2. **Stale snapshot:** Post-finish refresh calls
`active_operation_snapshot` (`handlers.rs:558`) before the deferred
removal runs. UI receives one final snapshot saying the operation is
active even though `InstallGameFinished` was already sent.
**Fix:** Explicit `async end_operation(...)` call before finish/refresh,
under a single write lock. The same write that removes `Downloading`
should insert `Installing`/`Updating` for the auto-install path, making
the handoff atomic. Demote `OperationGuard` to crash-safety: only fires
when the task panics or is aborted, and logs loudly when it does.
**Tests to add:**
- Hold a read lock on `active_operations` while `download_game_files`
returns; assert the auto-install still proceeds.
- Liveness path cancellation while multiple downloads are in flight;
assert no duplicate failure events and no stuck operation-table
entries.
---
## 3. Uncoordinated library-index writes
`scan_local_library` (`local_games.rs:533-615`) and `rescan_local_game`
(`local_games.rs:617-639`) both load `library_index.json`, mutate the
deserialized state, and save.
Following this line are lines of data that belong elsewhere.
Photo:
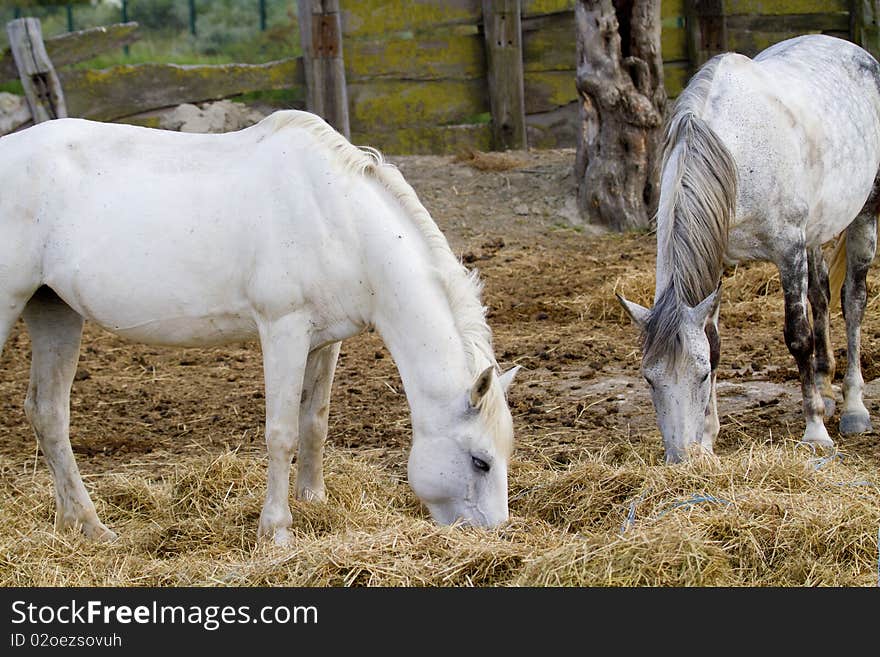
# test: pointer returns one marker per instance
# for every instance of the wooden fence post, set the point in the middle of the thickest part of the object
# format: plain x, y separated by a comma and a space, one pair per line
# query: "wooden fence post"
502, 27
320, 30
864, 20
706, 30
42, 87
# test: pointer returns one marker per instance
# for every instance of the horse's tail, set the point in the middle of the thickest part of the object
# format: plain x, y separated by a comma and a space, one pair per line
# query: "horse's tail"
697, 195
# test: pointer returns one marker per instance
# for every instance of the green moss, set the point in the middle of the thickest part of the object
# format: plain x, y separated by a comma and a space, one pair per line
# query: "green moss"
391, 104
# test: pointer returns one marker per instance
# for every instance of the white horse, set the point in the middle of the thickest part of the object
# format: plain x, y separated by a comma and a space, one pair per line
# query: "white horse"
284, 232
765, 159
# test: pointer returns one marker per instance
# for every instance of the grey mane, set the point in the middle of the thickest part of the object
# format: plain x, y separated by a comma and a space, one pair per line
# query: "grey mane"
697, 201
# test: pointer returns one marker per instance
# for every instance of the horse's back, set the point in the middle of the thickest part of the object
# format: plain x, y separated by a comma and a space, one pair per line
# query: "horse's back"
170, 237
802, 121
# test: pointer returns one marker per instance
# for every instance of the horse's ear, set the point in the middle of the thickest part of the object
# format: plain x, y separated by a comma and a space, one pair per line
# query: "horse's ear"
707, 308
638, 314
481, 385
507, 378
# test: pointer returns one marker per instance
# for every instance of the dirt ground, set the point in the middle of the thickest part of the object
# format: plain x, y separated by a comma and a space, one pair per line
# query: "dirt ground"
549, 287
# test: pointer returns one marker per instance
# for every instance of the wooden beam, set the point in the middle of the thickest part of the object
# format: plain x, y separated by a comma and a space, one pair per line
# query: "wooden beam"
42, 88
320, 29
707, 30
502, 27
120, 91
75, 47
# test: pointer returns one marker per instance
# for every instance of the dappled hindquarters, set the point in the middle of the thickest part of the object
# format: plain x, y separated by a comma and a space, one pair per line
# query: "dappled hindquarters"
170, 441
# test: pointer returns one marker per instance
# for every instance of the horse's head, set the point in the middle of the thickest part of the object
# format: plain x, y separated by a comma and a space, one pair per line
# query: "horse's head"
679, 354
458, 467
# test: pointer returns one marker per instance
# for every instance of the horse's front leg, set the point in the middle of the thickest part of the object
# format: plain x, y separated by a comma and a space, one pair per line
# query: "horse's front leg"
285, 345
819, 294
861, 243
313, 413
793, 272
55, 330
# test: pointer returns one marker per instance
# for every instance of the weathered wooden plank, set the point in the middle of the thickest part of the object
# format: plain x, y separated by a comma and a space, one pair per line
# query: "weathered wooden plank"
121, 91
751, 43
392, 104
372, 17
790, 23
321, 38
547, 90
675, 77
778, 7
14, 113
549, 42
864, 26
73, 47
557, 128
707, 32
427, 57
426, 140
542, 7
503, 29
42, 88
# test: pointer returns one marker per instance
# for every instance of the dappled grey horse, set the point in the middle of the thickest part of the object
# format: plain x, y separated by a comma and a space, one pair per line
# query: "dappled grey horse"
765, 159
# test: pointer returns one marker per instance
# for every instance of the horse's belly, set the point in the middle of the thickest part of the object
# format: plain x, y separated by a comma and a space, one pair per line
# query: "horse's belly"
189, 331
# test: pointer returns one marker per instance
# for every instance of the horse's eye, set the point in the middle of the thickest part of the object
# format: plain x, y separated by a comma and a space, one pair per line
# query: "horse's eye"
480, 464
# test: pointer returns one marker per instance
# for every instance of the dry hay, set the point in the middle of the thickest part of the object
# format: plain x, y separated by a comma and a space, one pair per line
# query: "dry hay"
767, 514
491, 161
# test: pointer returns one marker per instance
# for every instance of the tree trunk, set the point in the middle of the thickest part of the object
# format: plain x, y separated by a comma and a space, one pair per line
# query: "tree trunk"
623, 100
Nothing serializes the two paths.
Call sites:
- `run_fallback_scan` (`local_monitor.rs:289`) → `scan_local_library`.
- `run_gated_rescan` (`local_monitor.rs:261`) → `rescan_local_game`,
spawned on the task tracker (line 253-258).
- `load_local_library` (`handlers.rs:491`) → `scan_local_library`.
- `refresh_local_game` (`handlers.rs:520`) → `rescan_local_game`.
A fallback-scan tick can land between a gated-rescan's load and save (or
vice versa). Last writer wins; intermediate updates are silently dropped.
The piece of state that drifts in a user-visible way is `revision`: both
writers compute `old.saturating_add(1)` and save `old+1`, while the
in-memory `LocalLibraryState.revision` bumps independently in
`update_from_scan`. After a restart, disk-revision can be lower than
peers expect, breaking `LibraryDelta.from_rev` matching — peers will
fall back to snapshots and the delta optimization is undone.
**Fix candidates:** `tokio::Mutex` around index I/O, or move the index
ownership into the same actor that owns `LocalLibraryState` so all
mutations go through one channel.
---
## What's *not* in this file
Everything else found during review is in `BACKLOG.md`. Notable items
include: Tauri-side parallel scanning, legacy peer protocol fallback,
unreachable `Availability::Downloading` variant, stale FOLLOW_UP_2.md.
None of those block merging.
---
## Definition of done for this branch
- Fixes for #1, #2, #3 land.
- Tests listed under each fix land.
- `just test`, `just clippy`, `just build` clean.
- Manual: install a game, then update it while a peer advertises a newer
version, then uninstall it. Verify the version actually changes after
update (covers #1) and that the UI doesn't get stuck on a spinner
after operations complete (covers #2).
Once those are green, this branch is done. Re-reviewing will surface
more smells; don't run another review unless something behaves wrong
when tested manually.
Manual install/update/uninstall smoke testing is still a useful release check,
but there are no known blocking findings left in this file.